Published on March 16th, 2012 | by Andrew0
New Rules to Add Momentum to Brazil’s Solar Energy Drive
March 16th, 2012 by Andrew
You’d think Brazil would be a “hot” market for solar energy, with a growing base of companies operating along the solar energy value chain. The solar energy potential is there, but in a vast country rich in a diversity of resources, Brazil, in addition to having pioneered the market for ethanol (from cane sugar) and flex-fuel vehicles, continues to focus on centralized, large-scale hydro power and developing its fossil fuel resources. It’s been slow to focus on realizing its solar energy potential. That looks like it’s about to change.
The Brazilian government is readying enactment of a pair of regulations designed to promote solar energy resource development, according to a Bloomberg News report.
Agencia Nacional de Energia Electrica, Brazil’s national electricity regulator, in two weeks said the new regulations will offer solar energy tax breaks to utilities and enact net metering, which would allow consumers and businesses to sell electricity from renewable sources to grid operators. Utilities would receive an 80% discount on taxes paid for distributing electricity generated from large solar photovoltaic (PV) systems, according to the new rules.
Renewable Energy Brazil
The large majority of its land area in the tropics, Brazil’s estimated solar incidence ranks among the highest in the world. Solar insolation levels (measured in kWh/m2/day) are relatively high and promising across the country, from Belem in the north– an average 5.02 — to Porto Alegre in the south– an average 4.30. Large urban metro areas, such as Sao Paolo– an average 4.54 — and Rio de Janeiro– an average 4.32– likewise hold promise.

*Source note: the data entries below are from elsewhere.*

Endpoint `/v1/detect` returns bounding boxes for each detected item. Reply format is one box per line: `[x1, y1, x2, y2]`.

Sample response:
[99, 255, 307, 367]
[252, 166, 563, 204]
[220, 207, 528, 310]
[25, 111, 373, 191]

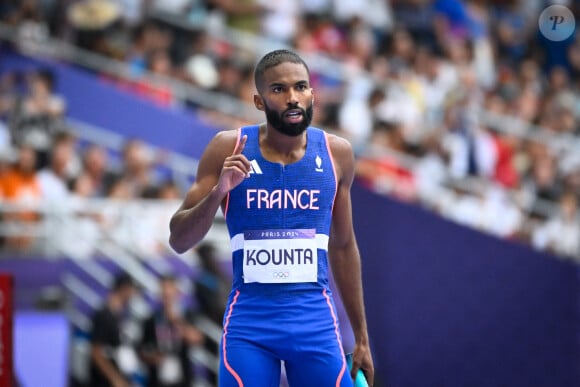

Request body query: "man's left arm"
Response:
[328, 136, 374, 385]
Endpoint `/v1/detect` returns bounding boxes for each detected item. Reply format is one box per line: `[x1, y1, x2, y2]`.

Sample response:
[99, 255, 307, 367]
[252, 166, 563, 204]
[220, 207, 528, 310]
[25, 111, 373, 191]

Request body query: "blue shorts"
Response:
[219, 288, 353, 387]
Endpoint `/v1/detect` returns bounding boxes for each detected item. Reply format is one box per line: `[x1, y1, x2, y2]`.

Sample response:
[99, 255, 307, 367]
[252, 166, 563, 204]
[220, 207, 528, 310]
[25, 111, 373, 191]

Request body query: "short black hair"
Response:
[254, 49, 310, 91]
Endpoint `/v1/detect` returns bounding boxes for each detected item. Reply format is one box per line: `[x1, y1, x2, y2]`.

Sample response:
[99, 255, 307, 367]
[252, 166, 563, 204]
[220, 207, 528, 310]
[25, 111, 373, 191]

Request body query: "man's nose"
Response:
[286, 89, 298, 105]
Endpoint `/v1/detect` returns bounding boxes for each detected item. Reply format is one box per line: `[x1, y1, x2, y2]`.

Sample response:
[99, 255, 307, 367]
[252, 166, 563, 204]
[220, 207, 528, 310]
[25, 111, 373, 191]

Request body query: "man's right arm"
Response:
[169, 130, 250, 254]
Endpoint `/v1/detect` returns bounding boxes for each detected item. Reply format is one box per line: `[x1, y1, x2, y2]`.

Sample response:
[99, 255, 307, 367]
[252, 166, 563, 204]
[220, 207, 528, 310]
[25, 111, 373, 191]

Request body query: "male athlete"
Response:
[170, 50, 374, 387]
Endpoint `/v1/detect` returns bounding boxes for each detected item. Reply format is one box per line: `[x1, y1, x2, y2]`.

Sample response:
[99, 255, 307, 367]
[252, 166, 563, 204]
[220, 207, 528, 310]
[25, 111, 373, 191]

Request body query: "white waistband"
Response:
[230, 233, 328, 252]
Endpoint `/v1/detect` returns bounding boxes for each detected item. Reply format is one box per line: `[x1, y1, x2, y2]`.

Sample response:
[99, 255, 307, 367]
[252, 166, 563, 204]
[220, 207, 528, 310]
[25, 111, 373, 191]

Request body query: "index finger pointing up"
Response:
[232, 134, 248, 155]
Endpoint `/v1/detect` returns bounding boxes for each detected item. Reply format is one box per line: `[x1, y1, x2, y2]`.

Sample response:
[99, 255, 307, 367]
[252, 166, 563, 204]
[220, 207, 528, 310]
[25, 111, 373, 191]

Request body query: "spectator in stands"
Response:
[89, 273, 138, 387]
[532, 192, 580, 257]
[119, 138, 157, 198]
[38, 132, 75, 202]
[81, 144, 115, 197]
[135, 49, 175, 106]
[0, 146, 42, 253]
[9, 70, 66, 168]
[139, 276, 203, 387]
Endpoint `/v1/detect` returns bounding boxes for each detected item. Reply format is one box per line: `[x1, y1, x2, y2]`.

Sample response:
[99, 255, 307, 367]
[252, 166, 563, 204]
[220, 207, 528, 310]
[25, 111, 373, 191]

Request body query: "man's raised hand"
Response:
[217, 135, 250, 194]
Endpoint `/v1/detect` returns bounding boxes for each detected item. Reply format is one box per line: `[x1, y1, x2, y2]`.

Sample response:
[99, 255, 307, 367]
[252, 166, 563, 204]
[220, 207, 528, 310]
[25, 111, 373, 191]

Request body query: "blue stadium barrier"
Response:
[353, 185, 580, 387]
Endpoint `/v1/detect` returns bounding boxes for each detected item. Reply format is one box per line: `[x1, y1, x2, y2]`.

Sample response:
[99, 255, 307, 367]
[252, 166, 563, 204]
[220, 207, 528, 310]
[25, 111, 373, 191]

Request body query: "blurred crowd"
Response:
[0, 0, 580, 257]
[0, 69, 182, 256]
[81, 242, 231, 387]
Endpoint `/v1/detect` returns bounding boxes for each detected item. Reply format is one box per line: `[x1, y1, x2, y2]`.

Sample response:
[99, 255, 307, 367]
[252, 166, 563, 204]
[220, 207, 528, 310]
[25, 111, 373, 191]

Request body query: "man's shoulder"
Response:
[325, 131, 352, 156]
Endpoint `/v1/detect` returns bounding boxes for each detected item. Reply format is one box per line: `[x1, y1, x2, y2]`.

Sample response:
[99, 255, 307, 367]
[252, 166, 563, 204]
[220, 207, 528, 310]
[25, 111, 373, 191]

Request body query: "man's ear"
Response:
[254, 94, 265, 111]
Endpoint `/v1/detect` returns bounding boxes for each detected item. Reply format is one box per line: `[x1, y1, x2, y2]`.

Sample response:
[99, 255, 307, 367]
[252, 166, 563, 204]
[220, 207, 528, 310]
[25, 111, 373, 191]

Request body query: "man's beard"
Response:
[264, 103, 313, 137]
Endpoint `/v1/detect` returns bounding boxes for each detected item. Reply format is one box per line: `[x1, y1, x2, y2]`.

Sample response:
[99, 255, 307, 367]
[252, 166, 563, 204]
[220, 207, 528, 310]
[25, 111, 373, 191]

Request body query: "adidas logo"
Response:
[250, 159, 262, 175]
[314, 155, 324, 172]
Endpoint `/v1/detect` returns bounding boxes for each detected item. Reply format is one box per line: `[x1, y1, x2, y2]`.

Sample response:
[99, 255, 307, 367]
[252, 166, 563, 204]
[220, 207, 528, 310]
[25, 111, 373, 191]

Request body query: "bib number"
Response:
[243, 229, 318, 283]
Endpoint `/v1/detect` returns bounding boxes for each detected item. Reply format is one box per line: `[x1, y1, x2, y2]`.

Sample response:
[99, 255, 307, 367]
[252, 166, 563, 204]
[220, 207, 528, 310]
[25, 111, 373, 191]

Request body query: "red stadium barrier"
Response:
[0, 273, 14, 387]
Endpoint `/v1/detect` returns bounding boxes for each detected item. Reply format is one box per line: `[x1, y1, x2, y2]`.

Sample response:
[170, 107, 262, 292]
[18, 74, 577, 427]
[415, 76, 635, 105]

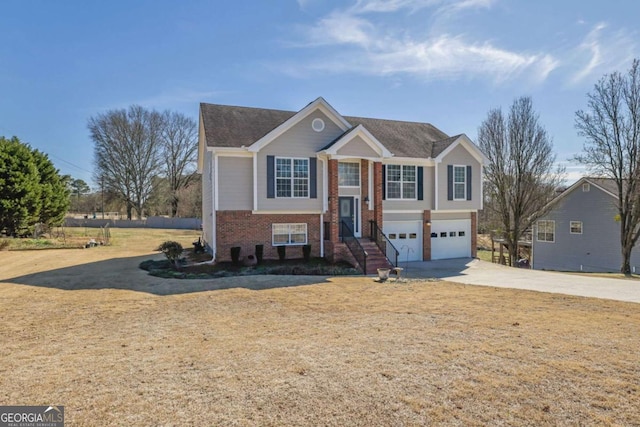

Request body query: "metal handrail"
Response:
[369, 220, 400, 267]
[340, 221, 369, 275]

With a large and fast-growing economy and population, Brazilians consume more energy than any other South American population. Despite its vast energy resource potential, Brazil, as a whole, is a net importer of electricity. Total installed capacity was 96.3 GW as of end 2007, with 94.3% produced domestically. Hydropower accounted for 83% of Brazilian electricity production as of 2007, nuclear 4%.

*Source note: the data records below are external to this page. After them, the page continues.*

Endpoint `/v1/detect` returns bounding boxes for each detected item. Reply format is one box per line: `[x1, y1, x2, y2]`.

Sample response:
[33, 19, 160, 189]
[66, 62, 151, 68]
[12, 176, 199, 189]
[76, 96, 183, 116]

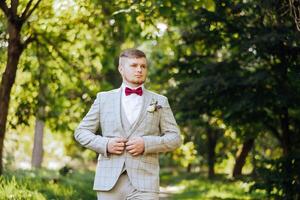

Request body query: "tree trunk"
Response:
[0, 21, 23, 175]
[232, 138, 254, 178]
[207, 128, 217, 178]
[31, 107, 45, 168]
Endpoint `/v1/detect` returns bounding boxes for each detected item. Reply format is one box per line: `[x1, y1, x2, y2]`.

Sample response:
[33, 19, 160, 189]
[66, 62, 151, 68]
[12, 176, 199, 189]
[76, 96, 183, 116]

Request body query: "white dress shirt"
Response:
[121, 83, 144, 125]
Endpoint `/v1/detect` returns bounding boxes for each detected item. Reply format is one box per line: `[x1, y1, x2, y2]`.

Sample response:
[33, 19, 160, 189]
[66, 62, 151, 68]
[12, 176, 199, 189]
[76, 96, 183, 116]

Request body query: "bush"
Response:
[252, 153, 300, 200]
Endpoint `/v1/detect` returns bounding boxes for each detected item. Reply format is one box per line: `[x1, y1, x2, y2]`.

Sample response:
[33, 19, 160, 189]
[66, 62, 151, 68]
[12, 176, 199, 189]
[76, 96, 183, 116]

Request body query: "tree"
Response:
[0, 0, 41, 174]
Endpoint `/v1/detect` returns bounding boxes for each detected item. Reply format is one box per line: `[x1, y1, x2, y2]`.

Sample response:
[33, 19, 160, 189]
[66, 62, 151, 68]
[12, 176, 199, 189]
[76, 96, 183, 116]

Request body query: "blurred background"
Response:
[0, 0, 300, 200]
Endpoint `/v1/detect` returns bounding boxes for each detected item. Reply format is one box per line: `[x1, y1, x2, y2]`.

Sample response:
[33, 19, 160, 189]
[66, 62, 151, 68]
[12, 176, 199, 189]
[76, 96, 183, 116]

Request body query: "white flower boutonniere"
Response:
[147, 99, 162, 113]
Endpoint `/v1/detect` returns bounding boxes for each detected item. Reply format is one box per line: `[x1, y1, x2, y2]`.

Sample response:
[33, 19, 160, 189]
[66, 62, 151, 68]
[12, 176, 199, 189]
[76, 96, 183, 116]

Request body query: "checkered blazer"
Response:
[74, 88, 182, 192]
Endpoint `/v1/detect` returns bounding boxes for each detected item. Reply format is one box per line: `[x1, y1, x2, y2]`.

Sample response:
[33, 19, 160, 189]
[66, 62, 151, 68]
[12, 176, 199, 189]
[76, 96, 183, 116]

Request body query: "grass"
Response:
[161, 172, 267, 200]
[0, 169, 96, 200]
[0, 169, 266, 200]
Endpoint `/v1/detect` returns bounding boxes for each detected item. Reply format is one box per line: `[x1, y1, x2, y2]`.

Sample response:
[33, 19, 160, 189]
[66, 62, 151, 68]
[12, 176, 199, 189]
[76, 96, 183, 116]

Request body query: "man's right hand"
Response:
[107, 138, 128, 155]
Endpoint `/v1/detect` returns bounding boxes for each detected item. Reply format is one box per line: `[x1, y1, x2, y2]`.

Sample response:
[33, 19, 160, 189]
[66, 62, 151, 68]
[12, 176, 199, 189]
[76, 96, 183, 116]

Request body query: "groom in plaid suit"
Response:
[74, 49, 182, 200]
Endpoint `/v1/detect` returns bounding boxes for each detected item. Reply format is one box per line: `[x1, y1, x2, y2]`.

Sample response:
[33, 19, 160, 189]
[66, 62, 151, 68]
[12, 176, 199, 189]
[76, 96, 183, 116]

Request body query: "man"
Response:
[74, 49, 182, 200]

The Brazilian government and private sector have focused on realizing the country’s wind power potential, which has driven the cost of wind power below that of natural gas-fueled electricity plants. It’s also resulted in wind power becoming the fastest growing source of power generation in the country, according to Brazil Windpower 2012, with approximately 1.5 GW of installed capacity as of year-end 2011 and another 7 GW of projects extending out to 2016 in the development pipeline.
Wind energy projects accounted for more than 80% of bids at the National Electricity Agency’s power auction in late December. The state-owned energy agency signed contracts for the development of 42 new power plants, 39 of them wind power projects with a total capacity of 976 MW. Bids to develop wind energy facilities, having fallen below the cost of those for natural gas-fueled power plants in August, fell further in the December auction.

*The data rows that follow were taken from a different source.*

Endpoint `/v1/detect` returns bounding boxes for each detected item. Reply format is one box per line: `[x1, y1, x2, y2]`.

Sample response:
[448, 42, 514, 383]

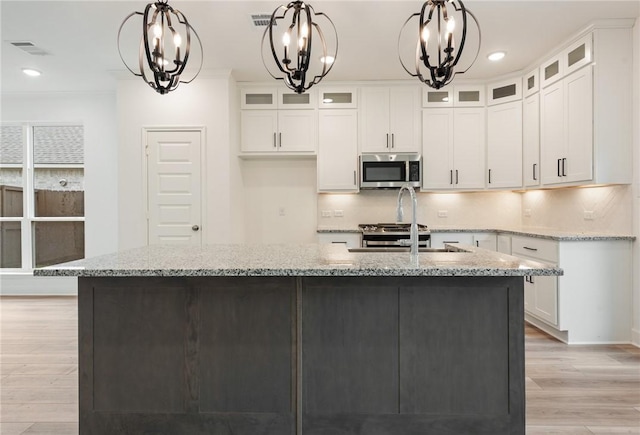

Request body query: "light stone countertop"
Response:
[34, 244, 562, 277]
[318, 226, 636, 241]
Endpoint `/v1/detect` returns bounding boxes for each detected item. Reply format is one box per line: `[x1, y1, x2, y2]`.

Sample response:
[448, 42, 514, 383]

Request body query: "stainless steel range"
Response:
[358, 223, 431, 248]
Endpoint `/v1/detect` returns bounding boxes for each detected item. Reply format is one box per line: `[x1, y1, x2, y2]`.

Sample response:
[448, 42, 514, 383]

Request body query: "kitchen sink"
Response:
[349, 246, 469, 253]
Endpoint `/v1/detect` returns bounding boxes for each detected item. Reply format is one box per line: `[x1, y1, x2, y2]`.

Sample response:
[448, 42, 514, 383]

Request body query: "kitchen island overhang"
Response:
[36, 245, 562, 435]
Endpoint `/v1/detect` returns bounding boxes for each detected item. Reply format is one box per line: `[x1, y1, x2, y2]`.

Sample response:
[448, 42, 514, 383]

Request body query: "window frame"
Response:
[0, 122, 86, 274]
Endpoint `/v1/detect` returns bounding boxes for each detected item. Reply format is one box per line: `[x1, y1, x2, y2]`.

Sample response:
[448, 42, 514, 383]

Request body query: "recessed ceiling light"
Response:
[22, 68, 42, 77]
[487, 51, 506, 62]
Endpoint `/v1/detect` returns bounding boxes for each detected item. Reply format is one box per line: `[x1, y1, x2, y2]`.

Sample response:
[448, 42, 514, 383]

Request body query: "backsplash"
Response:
[318, 190, 521, 232]
[522, 185, 633, 234]
[318, 185, 633, 234]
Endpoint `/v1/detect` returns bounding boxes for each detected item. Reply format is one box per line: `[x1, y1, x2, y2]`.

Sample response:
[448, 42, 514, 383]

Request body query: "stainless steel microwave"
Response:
[360, 153, 422, 189]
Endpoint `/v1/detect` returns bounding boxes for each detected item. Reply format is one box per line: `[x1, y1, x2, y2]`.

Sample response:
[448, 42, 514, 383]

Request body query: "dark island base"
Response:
[78, 277, 525, 435]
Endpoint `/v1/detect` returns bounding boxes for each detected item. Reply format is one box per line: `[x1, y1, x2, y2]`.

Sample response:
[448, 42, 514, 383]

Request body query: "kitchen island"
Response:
[35, 245, 562, 435]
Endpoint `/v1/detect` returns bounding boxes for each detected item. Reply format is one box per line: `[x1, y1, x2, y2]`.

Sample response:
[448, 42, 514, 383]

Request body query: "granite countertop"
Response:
[34, 244, 562, 277]
[318, 226, 636, 241]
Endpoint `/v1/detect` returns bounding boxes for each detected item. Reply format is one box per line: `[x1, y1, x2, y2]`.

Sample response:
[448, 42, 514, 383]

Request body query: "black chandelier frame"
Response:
[118, 0, 204, 95]
[398, 0, 482, 89]
[262, 1, 338, 94]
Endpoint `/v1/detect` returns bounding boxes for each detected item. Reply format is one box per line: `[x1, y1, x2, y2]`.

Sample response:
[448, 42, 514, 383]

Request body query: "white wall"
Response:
[632, 18, 640, 346]
[117, 71, 242, 249]
[2, 92, 118, 294]
[242, 159, 317, 243]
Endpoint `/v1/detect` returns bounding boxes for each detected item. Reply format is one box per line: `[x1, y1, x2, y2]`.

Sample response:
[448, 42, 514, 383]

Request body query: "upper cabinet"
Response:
[487, 77, 522, 106]
[522, 68, 540, 98]
[318, 87, 358, 109]
[422, 107, 485, 190]
[318, 109, 358, 192]
[240, 87, 318, 110]
[487, 101, 522, 189]
[422, 85, 485, 107]
[540, 33, 593, 87]
[240, 88, 318, 156]
[522, 93, 540, 187]
[540, 26, 633, 186]
[359, 86, 422, 153]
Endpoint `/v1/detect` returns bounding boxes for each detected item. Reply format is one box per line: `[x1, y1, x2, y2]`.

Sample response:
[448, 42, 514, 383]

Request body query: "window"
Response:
[0, 124, 84, 270]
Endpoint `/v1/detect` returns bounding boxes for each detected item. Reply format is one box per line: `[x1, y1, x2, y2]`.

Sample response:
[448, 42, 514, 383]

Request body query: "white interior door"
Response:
[147, 130, 202, 245]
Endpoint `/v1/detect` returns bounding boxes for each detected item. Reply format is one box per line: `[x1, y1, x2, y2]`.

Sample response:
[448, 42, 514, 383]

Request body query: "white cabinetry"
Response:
[511, 237, 559, 328]
[487, 100, 522, 188]
[240, 88, 317, 155]
[540, 24, 633, 186]
[431, 232, 497, 251]
[360, 87, 421, 152]
[487, 76, 522, 106]
[240, 110, 317, 154]
[512, 236, 633, 344]
[422, 108, 485, 190]
[422, 85, 485, 107]
[318, 109, 358, 192]
[522, 93, 540, 187]
[541, 67, 593, 184]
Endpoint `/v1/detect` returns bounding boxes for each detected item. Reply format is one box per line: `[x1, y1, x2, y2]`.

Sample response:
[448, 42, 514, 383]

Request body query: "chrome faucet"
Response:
[396, 184, 418, 257]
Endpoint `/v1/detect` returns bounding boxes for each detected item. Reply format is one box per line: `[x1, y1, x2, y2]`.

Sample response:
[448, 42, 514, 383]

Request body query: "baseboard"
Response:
[524, 313, 569, 343]
[0, 273, 78, 296]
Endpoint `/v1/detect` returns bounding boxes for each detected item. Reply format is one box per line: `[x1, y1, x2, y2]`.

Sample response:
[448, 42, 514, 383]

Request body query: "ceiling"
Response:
[0, 0, 640, 92]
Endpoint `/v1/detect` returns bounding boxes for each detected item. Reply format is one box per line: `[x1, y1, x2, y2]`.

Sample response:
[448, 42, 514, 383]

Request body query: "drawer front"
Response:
[511, 237, 558, 264]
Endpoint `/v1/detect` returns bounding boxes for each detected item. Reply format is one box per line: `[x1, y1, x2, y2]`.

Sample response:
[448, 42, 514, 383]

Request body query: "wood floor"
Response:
[0, 297, 640, 435]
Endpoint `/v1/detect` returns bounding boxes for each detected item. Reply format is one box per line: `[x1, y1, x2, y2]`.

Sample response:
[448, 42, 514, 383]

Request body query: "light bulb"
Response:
[153, 23, 162, 39]
[22, 68, 41, 77]
[320, 55, 336, 65]
[447, 17, 456, 33]
[487, 51, 506, 62]
[422, 26, 429, 42]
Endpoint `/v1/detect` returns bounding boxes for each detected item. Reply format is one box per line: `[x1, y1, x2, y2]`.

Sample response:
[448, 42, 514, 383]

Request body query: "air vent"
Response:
[251, 14, 271, 27]
[9, 41, 49, 56]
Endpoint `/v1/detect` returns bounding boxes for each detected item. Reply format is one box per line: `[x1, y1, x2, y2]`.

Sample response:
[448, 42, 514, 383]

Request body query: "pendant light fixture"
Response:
[398, 0, 481, 89]
[262, 1, 338, 94]
[118, 0, 203, 95]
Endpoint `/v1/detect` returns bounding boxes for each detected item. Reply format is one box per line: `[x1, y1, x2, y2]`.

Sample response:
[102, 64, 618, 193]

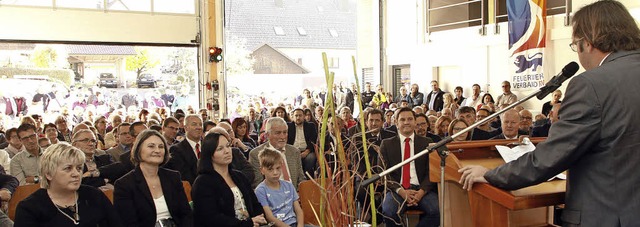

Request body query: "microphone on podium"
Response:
[536, 61, 580, 100]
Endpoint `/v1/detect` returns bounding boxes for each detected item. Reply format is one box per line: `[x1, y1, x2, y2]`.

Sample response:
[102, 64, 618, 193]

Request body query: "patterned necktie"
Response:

Brazil: Huge Solar Energy Resource Potential
To date, solar energy has been a renewable energy orphan in Brazil by comparison. In fact, it’s almost non-existent. MPX Energia operates the country’s only solar power facility of any scale, a 1 MW solar power plant in the northeastern city of Taua. GE in September announced that it is adding another 1 MW of solar power generating capacity to the facility, and is considering expanding to a utility-scale 50 MW.
In July, newly formed Sistema de Energia Renovavel (SER) announced plans to build a total 600 MW of solar power capacity in Brazil by 2020. SER said it expects the new solar power capacity will be competitive as compared to other electricity sources within six years. Its first project, a 5 MW capacity solar power installation, is currently being built in a 50/50 joint venture with Brazilian construction company Manserv Montagem e Manutencao.
Lacking a domestic solar PV manufacturing base, the need to import all the components of solar PV systems adds to their cost in Brazil. That’s likely to change, and fast, as Brazil moves forward with its efforts to realize its solar energy potential.